Nel tempo dell’individualismo e della libertà sciolta dalle responsabilità la sfida è custodire la dimensione comunitaria del lavoro. La stessa Simone Weil rifletteva che «le cose sarebbero diverse se l’operaio sapesse chiaramente, ogni giorno, ogni istante, quale luogo occupi, nella produzione della fabbrica, quel che sta facendo e quale posto occupi nella vita sociale la fabbrica nella quale lavora». Insomma, il legame sociale è determinante per esprimere la qualità del lavoro. Quest’ultimo rimane, infatti, esperienza di comunità a diversi livelli: la produzione risponde a una domanda della società, gli uffici o le fabbriche o gli spazi di coworking sono comunità di vita, le regole a tutela dei lavoratori sono frutto della qualità democratica di un Paese.

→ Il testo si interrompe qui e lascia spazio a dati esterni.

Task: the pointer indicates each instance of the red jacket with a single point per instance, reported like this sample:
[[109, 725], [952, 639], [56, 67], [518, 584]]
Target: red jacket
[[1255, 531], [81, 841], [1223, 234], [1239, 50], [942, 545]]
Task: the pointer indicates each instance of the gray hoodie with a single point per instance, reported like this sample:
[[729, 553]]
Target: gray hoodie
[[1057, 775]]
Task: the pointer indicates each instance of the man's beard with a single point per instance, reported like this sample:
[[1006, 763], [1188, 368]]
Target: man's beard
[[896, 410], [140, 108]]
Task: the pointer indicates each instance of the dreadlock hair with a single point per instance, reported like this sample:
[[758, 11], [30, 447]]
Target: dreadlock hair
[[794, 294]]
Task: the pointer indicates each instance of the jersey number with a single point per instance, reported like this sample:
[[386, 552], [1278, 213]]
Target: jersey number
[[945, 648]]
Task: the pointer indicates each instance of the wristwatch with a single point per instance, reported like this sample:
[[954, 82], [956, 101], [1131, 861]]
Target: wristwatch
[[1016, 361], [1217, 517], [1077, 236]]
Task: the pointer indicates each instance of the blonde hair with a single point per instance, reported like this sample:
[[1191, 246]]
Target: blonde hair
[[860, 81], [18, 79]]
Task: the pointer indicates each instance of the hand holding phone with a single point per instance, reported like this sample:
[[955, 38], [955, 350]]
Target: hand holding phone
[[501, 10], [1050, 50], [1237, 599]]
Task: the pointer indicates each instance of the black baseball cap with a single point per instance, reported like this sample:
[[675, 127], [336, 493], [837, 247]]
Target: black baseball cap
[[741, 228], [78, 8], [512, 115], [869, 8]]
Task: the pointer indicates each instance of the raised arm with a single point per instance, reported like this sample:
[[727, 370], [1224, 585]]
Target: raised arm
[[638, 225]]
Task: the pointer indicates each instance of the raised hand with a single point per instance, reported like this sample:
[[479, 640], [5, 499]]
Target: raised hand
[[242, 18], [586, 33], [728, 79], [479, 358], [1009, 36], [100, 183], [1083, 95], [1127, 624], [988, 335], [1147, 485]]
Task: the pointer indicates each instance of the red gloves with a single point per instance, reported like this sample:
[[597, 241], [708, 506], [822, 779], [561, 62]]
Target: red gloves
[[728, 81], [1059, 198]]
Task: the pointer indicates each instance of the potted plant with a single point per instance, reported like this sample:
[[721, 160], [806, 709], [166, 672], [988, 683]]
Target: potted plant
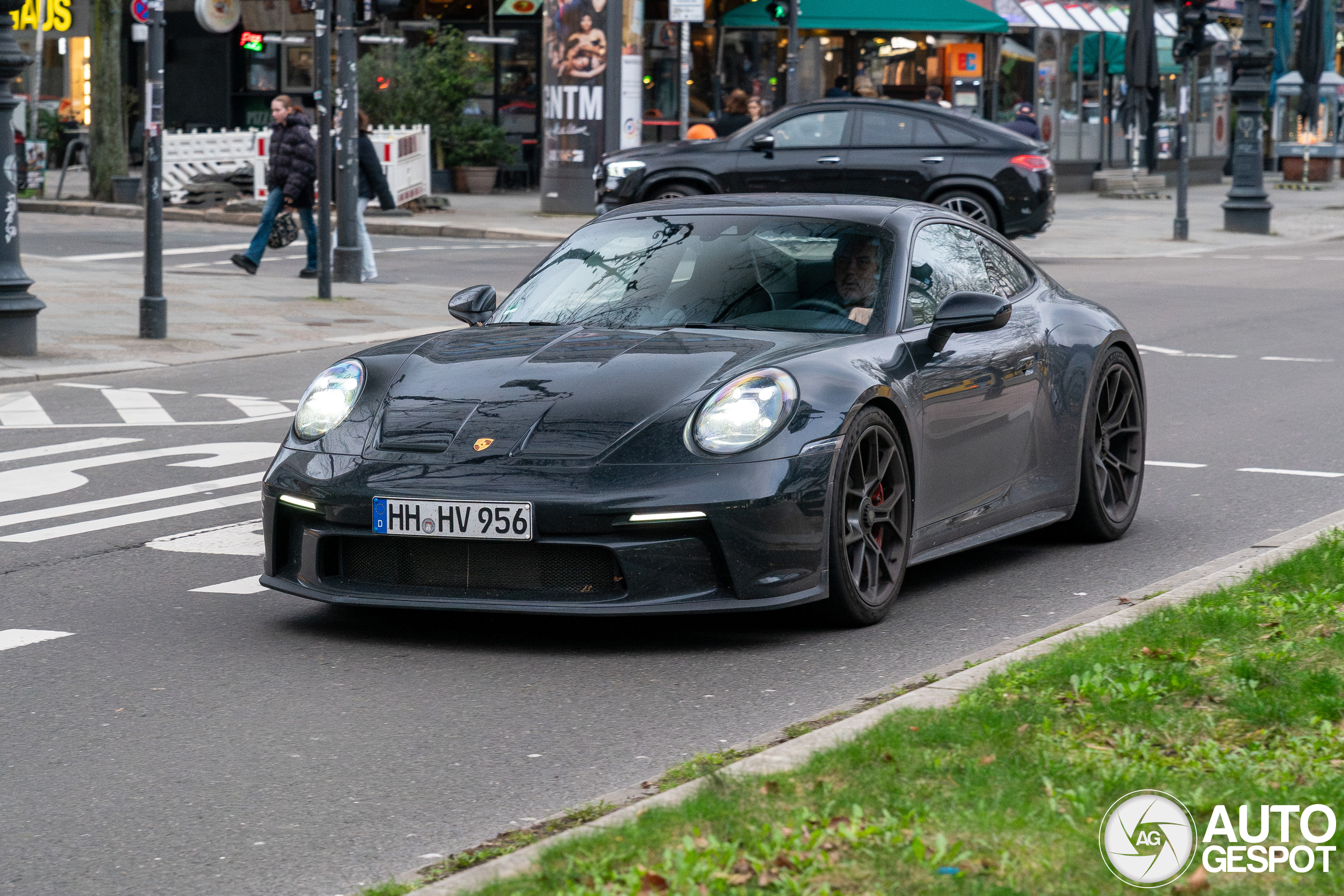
[[478, 150]]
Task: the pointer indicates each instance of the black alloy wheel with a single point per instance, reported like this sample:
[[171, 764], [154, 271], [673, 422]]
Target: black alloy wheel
[[675, 191], [972, 206], [870, 529], [1113, 452]]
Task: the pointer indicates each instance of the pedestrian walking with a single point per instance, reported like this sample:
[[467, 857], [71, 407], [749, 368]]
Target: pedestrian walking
[[1025, 123], [373, 184], [289, 178]]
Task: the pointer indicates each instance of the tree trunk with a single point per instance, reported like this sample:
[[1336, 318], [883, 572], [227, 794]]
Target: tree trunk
[[107, 143]]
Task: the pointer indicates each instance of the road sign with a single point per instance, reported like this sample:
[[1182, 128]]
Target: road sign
[[686, 10]]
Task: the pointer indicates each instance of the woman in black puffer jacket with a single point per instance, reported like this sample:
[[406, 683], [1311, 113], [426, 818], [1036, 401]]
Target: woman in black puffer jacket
[[289, 178]]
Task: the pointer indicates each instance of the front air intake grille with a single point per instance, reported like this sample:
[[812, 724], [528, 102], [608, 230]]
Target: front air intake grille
[[575, 571]]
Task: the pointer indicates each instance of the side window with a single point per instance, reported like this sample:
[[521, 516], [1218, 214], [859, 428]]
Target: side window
[[944, 261], [894, 129], [1006, 273], [817, 129]]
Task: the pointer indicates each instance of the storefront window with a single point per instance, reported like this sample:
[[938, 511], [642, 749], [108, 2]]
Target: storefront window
[[264, 68]]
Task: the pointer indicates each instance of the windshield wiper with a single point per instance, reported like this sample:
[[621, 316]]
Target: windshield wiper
[[704, 325]]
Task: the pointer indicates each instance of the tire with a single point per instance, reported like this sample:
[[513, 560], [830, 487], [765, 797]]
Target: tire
[[972, 206], [1115, 436], [870, 542], [674, 191]]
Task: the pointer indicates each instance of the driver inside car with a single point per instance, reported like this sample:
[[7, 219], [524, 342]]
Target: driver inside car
[[857, 267]]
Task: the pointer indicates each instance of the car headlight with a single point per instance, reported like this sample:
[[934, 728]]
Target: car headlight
[[330, 399], [623, 168], [747, 412]]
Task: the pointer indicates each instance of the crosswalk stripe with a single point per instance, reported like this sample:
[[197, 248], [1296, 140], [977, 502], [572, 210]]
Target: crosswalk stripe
[[250, 405], [142, 498], [20, 409], [22, 637], [85, 445], [252, 585], [131, 519], [138, 407]]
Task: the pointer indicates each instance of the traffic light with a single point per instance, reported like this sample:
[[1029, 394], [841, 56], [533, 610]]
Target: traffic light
[[1193, 19]]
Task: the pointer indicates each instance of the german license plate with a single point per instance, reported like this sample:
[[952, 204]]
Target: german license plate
[[502, 520]]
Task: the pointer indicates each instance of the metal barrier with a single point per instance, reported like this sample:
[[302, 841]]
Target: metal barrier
[[402, 151]]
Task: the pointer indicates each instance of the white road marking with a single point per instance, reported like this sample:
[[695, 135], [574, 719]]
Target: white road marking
[[87, 445], [138, 407], [131, 519], [49, 479], [250, 405], [20, 409], [188, 250], [1177, 352], [124, 500], [104, 426], [22, 637], [252, 585], [237, 539]]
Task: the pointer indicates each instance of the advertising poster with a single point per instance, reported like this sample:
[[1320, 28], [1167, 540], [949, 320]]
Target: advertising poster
[[574, 41]]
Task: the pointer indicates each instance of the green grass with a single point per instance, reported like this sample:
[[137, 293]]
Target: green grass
[[1235, 698]]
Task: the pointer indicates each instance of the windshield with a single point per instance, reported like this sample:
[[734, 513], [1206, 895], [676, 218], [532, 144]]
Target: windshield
[[719, 270]]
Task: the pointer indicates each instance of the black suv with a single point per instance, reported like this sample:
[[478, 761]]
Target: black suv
[[863, 147]]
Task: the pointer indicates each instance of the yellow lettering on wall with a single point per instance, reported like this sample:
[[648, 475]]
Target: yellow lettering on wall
[[58, 16]]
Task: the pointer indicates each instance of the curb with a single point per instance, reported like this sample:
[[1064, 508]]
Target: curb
[[252, 219], [953, 679], [33, 375]]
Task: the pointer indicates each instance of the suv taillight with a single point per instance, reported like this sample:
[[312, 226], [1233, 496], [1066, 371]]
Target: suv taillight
[[1031, 163]]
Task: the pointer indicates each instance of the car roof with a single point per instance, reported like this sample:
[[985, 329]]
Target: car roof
[[870, 210]]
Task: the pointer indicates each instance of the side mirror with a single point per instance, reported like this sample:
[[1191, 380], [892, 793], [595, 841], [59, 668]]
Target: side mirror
[[474, 305], [968, 312]]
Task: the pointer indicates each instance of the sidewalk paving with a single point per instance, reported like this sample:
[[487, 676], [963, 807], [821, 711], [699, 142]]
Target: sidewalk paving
[[90, 323]]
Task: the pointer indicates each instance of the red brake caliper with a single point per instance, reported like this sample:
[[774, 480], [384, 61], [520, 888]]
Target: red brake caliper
[[877, 500]]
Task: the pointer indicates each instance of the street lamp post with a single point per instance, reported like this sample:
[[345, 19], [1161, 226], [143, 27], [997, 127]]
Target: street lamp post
[[1247, 207], [154, 307], [323, 99], [349, 258], [18, 308]]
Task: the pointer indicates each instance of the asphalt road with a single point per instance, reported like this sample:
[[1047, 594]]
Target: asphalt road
[[195, 742], [205, 249]]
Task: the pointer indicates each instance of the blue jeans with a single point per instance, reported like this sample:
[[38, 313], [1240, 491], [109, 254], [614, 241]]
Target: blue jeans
[[268, 219]]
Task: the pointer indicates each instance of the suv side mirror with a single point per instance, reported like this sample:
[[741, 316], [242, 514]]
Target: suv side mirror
[[474, 305], [968, 312]]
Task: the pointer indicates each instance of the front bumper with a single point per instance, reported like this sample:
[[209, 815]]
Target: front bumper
[[760, 547]]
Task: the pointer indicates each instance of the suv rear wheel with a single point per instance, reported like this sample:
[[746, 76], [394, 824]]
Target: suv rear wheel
[[675, 191], [971, 205]]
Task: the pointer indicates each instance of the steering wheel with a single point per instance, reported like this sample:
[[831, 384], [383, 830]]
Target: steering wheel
[[822, 305]]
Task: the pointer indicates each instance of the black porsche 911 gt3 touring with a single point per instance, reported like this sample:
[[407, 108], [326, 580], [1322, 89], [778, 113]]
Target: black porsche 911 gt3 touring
[[714, 405]]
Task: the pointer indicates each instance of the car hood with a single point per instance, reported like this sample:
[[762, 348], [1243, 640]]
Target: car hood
[[487, 393]]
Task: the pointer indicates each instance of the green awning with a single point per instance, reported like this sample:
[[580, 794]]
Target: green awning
[[875, 15]]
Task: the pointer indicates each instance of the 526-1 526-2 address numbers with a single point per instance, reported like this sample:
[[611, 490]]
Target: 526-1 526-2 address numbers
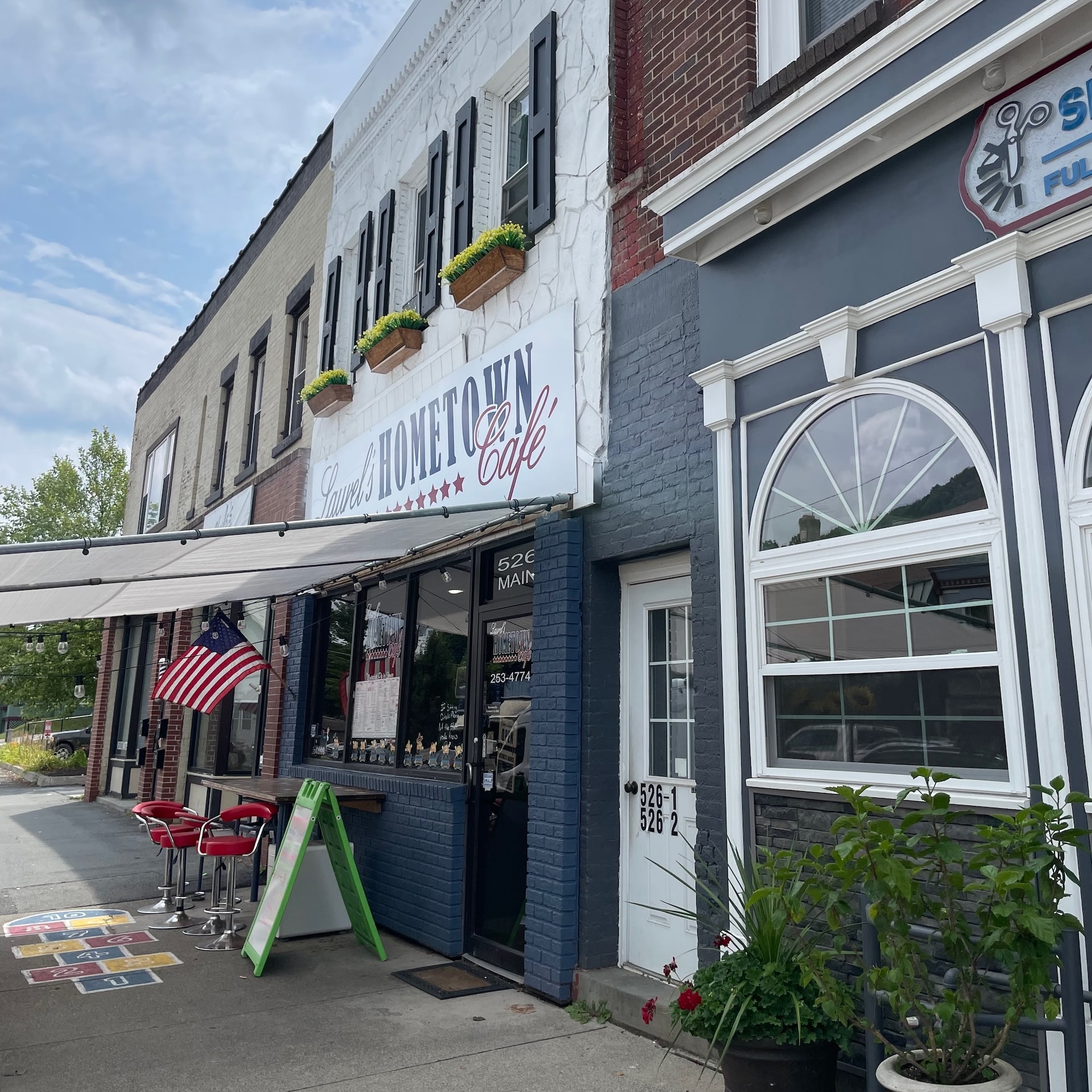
[[659, 808]]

A ciò si aggiunga che la trasmissione di competenze per imparare un lavoro è segno di maturità sociale e che ogni passaggio di consegne da una generazione all’altra non avviene senza innovazioni. La dimensione comunitaria libera dall’ansia di prestazione e dal disimpegno. Due facce della stessa medaglia.

Anche la democrazia richiede la sua professionalità. Il lavoro è partecipazione.